217話・待っていた人
グラディウスさんの後に続き、花畑の中に作られている道を進んでいくと、一軒家が見えてきた。
「あれが今回の目的地よ。」
「あれが…」
近づくにつれて、全貌が見えてきた。
家の周りには、高い柵のようなものがあり迂闊に入れないようになっている。
その柵の中へ、グラディウスさんの後に続き入っていく。
家じたいの1階建てのいわゆる平屋と呼ばれるものだった。
「入り口は、こっちよ、ノーリ君。」
「はい。」
平屋の扉をから中へ入ると、
「いらっしゃい、ぐーちゃん。あら? 今日は、珍しくお客様もいるのね。」
何故か、そこには隣街で別れた筈のリーベさんが出迎えてくれた。
「お邪魔します、ナニーさん。ノーリ君、この方は、リーベのお母さんで、私の乳母を勤めてくれた人よ。」
「そうなんですね。ぼ… あ、いえ、私は、冒険者をしてます、ノーリと言います。一応今回は、グラディウスさんの護衛という形で同行させて貰っています。」
リーベさんの顔にそっくりな、ナニーさんに挨拶をする。ん? リーベさんがナニーさんにそっくりなのか?

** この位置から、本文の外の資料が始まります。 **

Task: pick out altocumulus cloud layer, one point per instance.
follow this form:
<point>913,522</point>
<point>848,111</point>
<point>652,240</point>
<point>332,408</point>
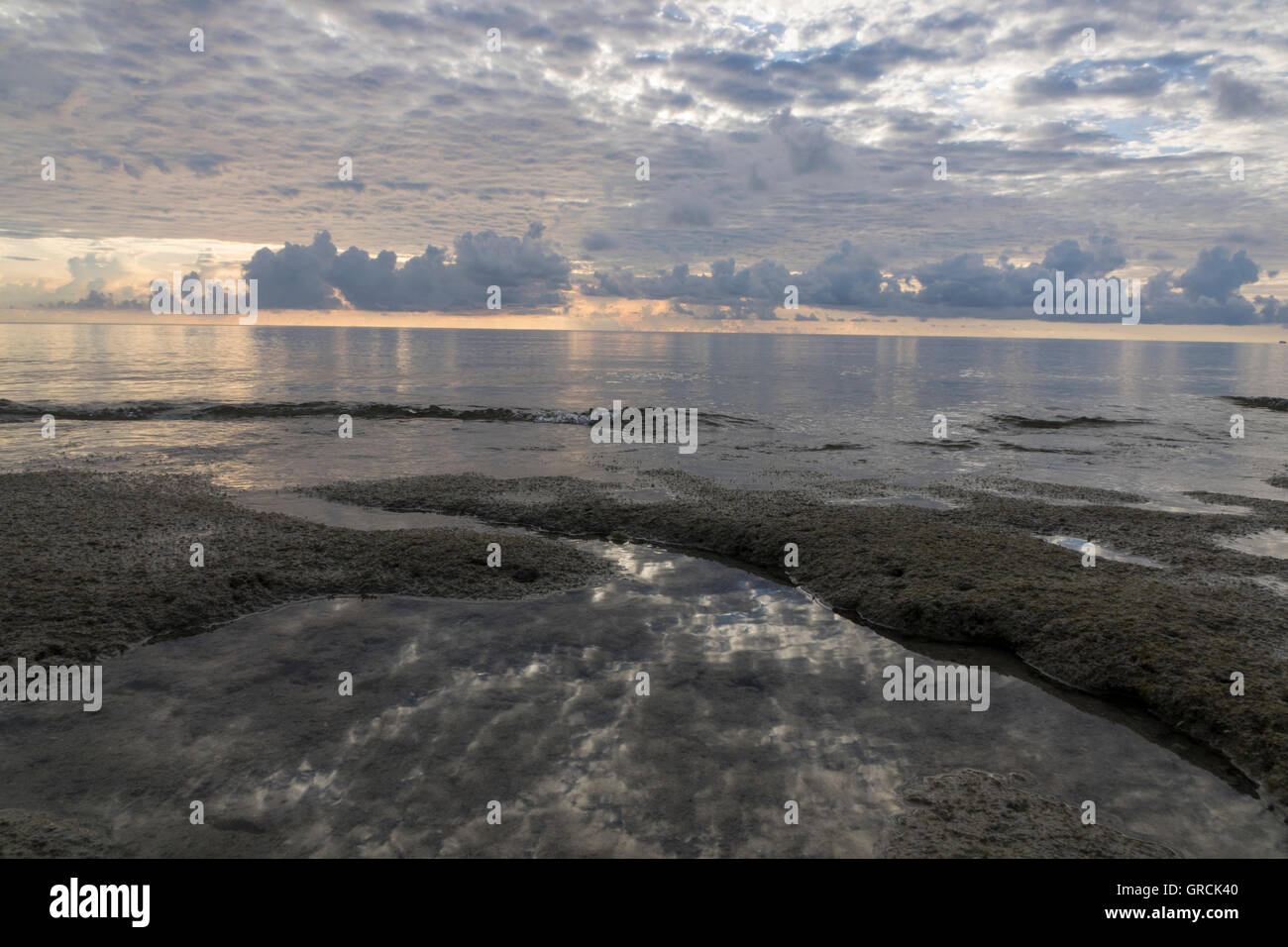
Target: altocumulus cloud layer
<point>776,132</point>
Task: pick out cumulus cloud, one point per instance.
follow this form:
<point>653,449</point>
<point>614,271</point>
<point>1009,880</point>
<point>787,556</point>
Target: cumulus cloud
<point>317,277</point>
<point>964,283</point>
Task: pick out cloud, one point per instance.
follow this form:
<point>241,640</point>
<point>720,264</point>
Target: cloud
<point>1218,274</point>
<point>964,285</point>
<point>317,277</point>
<point>1237,99</point>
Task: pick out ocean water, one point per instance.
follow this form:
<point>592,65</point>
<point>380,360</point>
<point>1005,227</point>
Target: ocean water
<point>1142,416</point>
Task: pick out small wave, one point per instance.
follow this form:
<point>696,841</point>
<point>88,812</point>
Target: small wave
<point>1050,423</point>
<point>13,411</point>
<point>1260,401</point>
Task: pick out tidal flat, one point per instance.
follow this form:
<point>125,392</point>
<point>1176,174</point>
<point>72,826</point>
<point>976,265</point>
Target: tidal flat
<point>518,684</point>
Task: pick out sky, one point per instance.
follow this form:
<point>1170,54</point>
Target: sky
<point>898,158</point>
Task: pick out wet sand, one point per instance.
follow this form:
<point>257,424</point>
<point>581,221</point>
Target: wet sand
<point>94,564</point>
<point>758,696</point>
<point>970,571</point>
<point>1166,638</point>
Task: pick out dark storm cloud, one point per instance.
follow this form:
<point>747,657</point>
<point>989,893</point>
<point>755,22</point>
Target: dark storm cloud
<point>317,277</point>
<point>1237,99</point>
<point>1218,274</point>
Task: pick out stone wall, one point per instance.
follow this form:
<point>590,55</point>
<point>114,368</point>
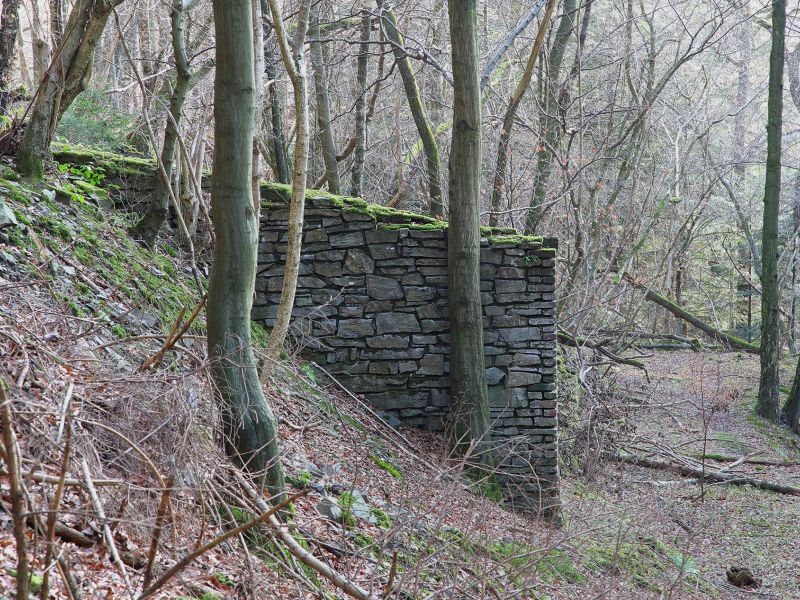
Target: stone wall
<point>372,304</point>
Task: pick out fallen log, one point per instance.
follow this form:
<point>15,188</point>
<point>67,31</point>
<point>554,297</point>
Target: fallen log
<point>576,341</point>
<point>715,476</point>
<point>720,336</point>
<point>747,460</point>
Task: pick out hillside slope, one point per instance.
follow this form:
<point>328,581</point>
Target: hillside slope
<point>83,307</point>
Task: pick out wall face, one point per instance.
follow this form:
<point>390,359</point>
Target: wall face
<point>372,303</point>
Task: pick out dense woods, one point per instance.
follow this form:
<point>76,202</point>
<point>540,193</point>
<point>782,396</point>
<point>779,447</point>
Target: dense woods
<point>143,145</point>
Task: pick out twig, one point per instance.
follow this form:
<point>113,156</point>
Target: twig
<point>186,560</point>
<point>52,518</point>
<point>173,337</point>
<point>162,509</point>
<point>303,555</point>
<point>15,491</point>
<point>63,411</point>
<point>98,507</point>
<point>392,574</point>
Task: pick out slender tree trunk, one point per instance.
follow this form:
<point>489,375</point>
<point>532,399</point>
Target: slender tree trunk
<point>276,94</point>
<point>148,226</point>
<point>469,403</point>
<point>295,63</point>
<point>66,77</point>
<point>508,120</point>
<point>56,22</point>
<point>549,124</point>
<point>768,405</point>
<point>258,117</point>
<point>249,426</point>
<point>424,129</point>
<point>323,105</point>
<point>360,135</point>
<point>8,39</point>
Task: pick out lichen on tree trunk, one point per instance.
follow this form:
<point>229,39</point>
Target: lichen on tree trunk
<point>248,424</point>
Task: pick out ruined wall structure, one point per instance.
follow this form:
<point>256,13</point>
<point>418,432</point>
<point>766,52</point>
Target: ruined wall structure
<point>372,304</point>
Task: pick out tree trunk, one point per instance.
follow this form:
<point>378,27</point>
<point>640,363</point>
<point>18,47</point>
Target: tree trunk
<point>508,120</point>
<point>9,27</point>
<point>323,106</point>
<point>360,136</point>
<point>56,22</point>
<point>549,125</point>
<point>258,116</point>
<point>768,405</point>
<point>148,226</point>
<point>469,404</point>
<point>248,425</point>
<point>429,146</point>
<point>295,63</point>
<point>66,77</point>
<point>275,90</point>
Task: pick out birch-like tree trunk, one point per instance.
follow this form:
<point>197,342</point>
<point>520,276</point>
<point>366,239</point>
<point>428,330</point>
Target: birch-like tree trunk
<point>327,141</point>
<point>360,135</point>
<point>9,27</point>
<point>511,112</point>
<point>67,76</point>
<point>249,426</point>
<point>148,226</point>
<point>768,405</point>
<point>424,129</point>
<point>295,63</point>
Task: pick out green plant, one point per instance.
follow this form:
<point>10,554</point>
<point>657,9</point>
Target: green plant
<point>92,120</point>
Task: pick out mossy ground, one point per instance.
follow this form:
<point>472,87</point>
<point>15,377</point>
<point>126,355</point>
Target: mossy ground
<point>112,274</point>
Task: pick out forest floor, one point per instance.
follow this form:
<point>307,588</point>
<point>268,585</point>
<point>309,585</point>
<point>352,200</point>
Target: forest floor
<point>702,404</point>
<point>82,307</point>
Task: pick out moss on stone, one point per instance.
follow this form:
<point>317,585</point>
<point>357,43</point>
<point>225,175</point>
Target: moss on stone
<point>515,240</point>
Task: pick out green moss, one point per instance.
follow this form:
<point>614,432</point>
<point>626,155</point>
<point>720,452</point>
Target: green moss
<point>386,466</point>
<point>515,240</point>
<point>301,480</point>
<point>345,503</point>
<point>6,172</point>
<point>259,335</point>
<point>651,563</point>
<point>114,165</point>
<point>36,580</point>
<point>22,218</point>
<point>437,226</point>
<point>382,519</point>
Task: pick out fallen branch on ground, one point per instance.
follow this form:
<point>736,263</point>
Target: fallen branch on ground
<point>303,555</point>
<point>720,336</point>
<point>576,341</point>
<point>717,476</point>
<point>186,560</point>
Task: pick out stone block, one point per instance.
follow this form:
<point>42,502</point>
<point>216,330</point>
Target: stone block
<point>383,288</point>
<point>358,263</point>
<point>355,328</point>
<point>431,364</point>
<point>388,341</point>
<point>346,240</point>
<point>397,323</point>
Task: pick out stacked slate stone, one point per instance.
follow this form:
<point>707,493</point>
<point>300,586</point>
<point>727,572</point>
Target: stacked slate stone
<point>372,304</point>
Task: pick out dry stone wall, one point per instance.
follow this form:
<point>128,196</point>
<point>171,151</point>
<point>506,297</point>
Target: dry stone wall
<point>372,303</point>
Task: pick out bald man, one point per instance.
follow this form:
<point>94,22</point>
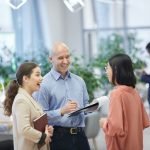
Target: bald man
<point>62,92</point>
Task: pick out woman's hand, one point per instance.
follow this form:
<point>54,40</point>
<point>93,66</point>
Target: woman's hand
<point>49,133</point>
<point>102,121</point>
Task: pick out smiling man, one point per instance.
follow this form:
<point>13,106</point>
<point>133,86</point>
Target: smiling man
<point>62,92</point>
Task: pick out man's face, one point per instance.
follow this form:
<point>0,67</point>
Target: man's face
<point>61,60</point>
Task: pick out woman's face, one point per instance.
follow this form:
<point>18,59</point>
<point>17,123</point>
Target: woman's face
<point>109,72</point>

「これは、ご丁寧にありがとうね。私は、先ほどぐーちゃんが言ってたように、リーベの母で、ぐーちゃんの乳母をしていたナニーよ。それで、ノーリ君は、ぐーちゃんの護衛をしているって事は、とても優秀な子なのね。」
それは違いますと否定する前に、
「そうよ。私も注目している、かなりの有望株よ。」
と、先にグラディウスさんが言い出したので、否定するタイミングを逃してしまった。
「そうなのね。ぐーちゃんが言うから、間違いないわね。」
「えぇ、そうよ。それで、ナニーさん、エルマーナはどう?」
急に、声の質が変わったグラディウスさんの質問に、ナニーさんは、首を横に振るだけでそれに答える。
「そう…」
なんとなくしんみりとした空気が漂う。
「ぐーちゃんたちは、今日は泊まって行くでしょ?」
そんな空気を払拭するかのように、そう聞いてくる。
「はい、そのつもりです。ノーリ君も、大丈夫よね?」
秘密の抜け穴の通って来る途中に、何泊するかもと聞いていたので、
「はい、大丈夫です。」
と答える。
「なら、長旅で疲れたでしょ。すぐに、お風呂の準備をするから、ぐーちゃん、ノーリ君をリビングに案内してあげて。」
「分かりました。ノーリ君、リビングは、こっちよ。」
「はい。」
グラディウスさんに案内されリビングにつくと、
「それじゃあ、ノーリ君は、ゆっくり休んでいて。私は、少し席を外すわ。」
「分かりました。」
グラディウスさんは、すぐにリビングを後にし、どこかへ歩いていった。